According to the BBC, “scientists in the UK claim to have developed the first human nerve cells from human stem cells”:http://news.bbc.co.uk/2/hi/science/nature/4155016.stm. They used embryonic cells, the most pliable of the known stem cell types. These are also the very ones which have mired the U.S. in controversy over Federal funding of stem cell research.
What’s very interesting about the BBC article is the chronology of big public announcements of milestones in stem cell research. What I found striking is that adult stem cells have been studied for a very long time – since the late 1960s! However, embryonic stem cells were first isolated and grown by work done here in the U.S. (at UW-Madison!) in 1998. The U.S. seemed to have the R&D edge until August of 2001, when the President announced a Federal ban on embryonic stem cell research. Important here is that this ban did not apply to adult stem cells, but given the chronology of the scientific research into adult stem cells, and the repeated statements of medical researchers, it’s fairly clear that one would have to invest a lot of money in adult stem cells to make them as inherently viable as the embryonic ones derived from blastocysts.
What’s interesting about 2001 is that, with the ban imposed and no more publicly funded research into embryonic stem cells, it was inevitable that the U.S. would automatically cede expertise and innovation on these cells to other scientifically developed nations. The key discoveries in recent years are increasingly coming from Europe and Asia, which makes perfect sense when you look at their growing support for basic research.

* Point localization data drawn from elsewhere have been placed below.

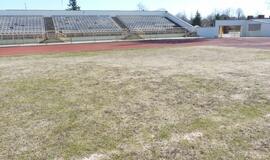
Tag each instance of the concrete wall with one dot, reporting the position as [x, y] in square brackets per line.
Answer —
[211, 32]
[207, 32]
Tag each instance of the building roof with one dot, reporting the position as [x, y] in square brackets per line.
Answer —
[262, 20]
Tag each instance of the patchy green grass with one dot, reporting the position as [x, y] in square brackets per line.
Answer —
[169, 103]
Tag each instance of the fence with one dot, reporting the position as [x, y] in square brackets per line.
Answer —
[52, 36]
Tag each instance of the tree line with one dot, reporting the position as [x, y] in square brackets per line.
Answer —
[208, 21]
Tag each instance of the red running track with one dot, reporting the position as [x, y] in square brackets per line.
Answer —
[263, 43]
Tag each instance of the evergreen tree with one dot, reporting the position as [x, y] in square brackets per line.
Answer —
[197, 21]
[73, 6]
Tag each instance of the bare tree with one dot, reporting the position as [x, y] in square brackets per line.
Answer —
[240, 14]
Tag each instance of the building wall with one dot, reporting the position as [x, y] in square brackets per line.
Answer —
[211, 32]
[207, 32]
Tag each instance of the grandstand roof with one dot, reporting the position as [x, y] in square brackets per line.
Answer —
[83, 12]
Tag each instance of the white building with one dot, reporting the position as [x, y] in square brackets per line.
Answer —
[242, 28]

Now, one could make an argument that once we settle the ethical issues about embryonic stem cell research the U.S. will have the most ethically and morally advanced research into stem cells. However, having the moral high ground doesn’t make your research better than that of another agencies. Ironically, this administration was quick to terminate debate and diplomacy and invade Iraq on what turned out to be horrible evidence and thus poor grounds, leading to the inevitable deaths of hundreds of volunteers and thousands of Iraqis. In contrast, this administration has been able to prolong debate between all possible communities about the ethics of taking a human embryo, otherwise destined for storage and possible implanation, and using its basic cellular imprints to try to develop cures for a variety of terrible diseases and injuries. Hmm.
If the scientific debate about the value of stem cells had been allowed to proceed in an open and publicly funded framework, no doubt the U.S. would still be a leader in the understanding of stem cell behavior, embryonic or adult. We’ve seen this research crippled by the lack of Federal action, while other nations have made advances. What concerns me is that a great deal of other research, unburdened by ethical concern, is also highly underfunded. There is a growing trend – stem cells being one example that happens to have ethical overtones – of U.S. leadership in science failing.